Re: Yet another memory provider: can linaro organize a meeting?

Li Li <eggonlea@xxxxxxxxx> · Wed, 16 Mar 2011 15:37:59 +0800

Sorry but I feel the discussion is a bit off the point. We're not
going to compare the pros and cons of current code (GEM/TTM, HWMEM,
UMP, CMA, VCM, CMEM, PMEM, etc.)

The real problem is to find a suitable unified memory management
module for various kinds of HW components (including CPU, VPU, GPU,
camera, FB/OVL, etc.), especially for ARM based SOC. Some HW requires
physical continuous big chunk of memory (e.g. some VPU & OVL); while
others could live with DMA chain (e.g. some powerful GPU has built-in
MMU).

So, what's current situation?

1) As Hans mentioned, there're GEM & TTM in upstream kernel, under the
DRM framework (w/ KMS, etc.). This works fine on conventional (mostly
Xorg-based) Linux distribution.

2) But DRM (or GEM/TTM) is still too heavy and complex to some
embedded OS, which only want a cheaper memory management module.
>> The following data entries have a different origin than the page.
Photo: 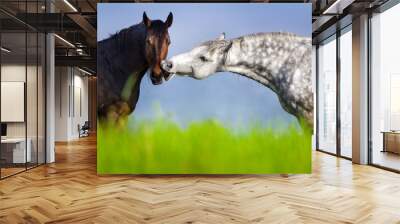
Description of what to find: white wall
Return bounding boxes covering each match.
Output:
[55,67,89,141]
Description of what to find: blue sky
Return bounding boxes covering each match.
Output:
[97,3,311,128]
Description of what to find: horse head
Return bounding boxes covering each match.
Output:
[161,33,232,79]
[143,12,173,85]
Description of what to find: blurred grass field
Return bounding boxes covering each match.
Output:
[97,119,311,174]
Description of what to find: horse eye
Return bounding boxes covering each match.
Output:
[199,56,207,61]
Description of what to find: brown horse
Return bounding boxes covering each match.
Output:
[97,12,173,124]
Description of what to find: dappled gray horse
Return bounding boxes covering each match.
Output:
[161,33,313,128]
[97,13,173,124]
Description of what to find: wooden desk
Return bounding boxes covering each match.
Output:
[381,131,400,154]
[1,138,32,163]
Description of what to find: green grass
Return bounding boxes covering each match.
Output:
[97,118,311,174]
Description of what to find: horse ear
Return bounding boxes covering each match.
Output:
[143,12,151,28]
[217,32,225,40]
[165,12,173,27]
So...

2.1) Google uses PMEM in Android - However PMEM was removed from
upstream kernel for well-known reasons;

2.2) Qualcomm writes a hybrid KGSL based DRM+PMEM solution - However
KGSL was shamed in dri-devel list because their close user space
binary.

2.3) ARM starts UMP/MaliDRM for both of Android and X11/DRI2 - This
makes things even more complicated. (Therefore I personally think this
is actually a shame for ARM to create another private SW. As a leader
of Linaro, ARM should think more and coordinate with partners better
to come up a unified solution to make our life easier.)

2.4) Other companies also have their own private solutions because
nobody can get a STANDARD interface from upstream, including Marvell,
TI, Freescale.

In general, it would be highly appreciated if Linaro guys could sit
down together around a table, co-work with silicon vendors and
upstream Linux kernel maintainers to make a unified (and cheaper than
GEM/TTM/DRM) memory management module. This module should be reviewed
carefully and strong enough to replace any other private memory
manager mentioned above. It should replace PMEM for Android (with
respect to Gralloc). And it could even be leveraged in DRM framework
(as a primitive memory allocation provider under GEM).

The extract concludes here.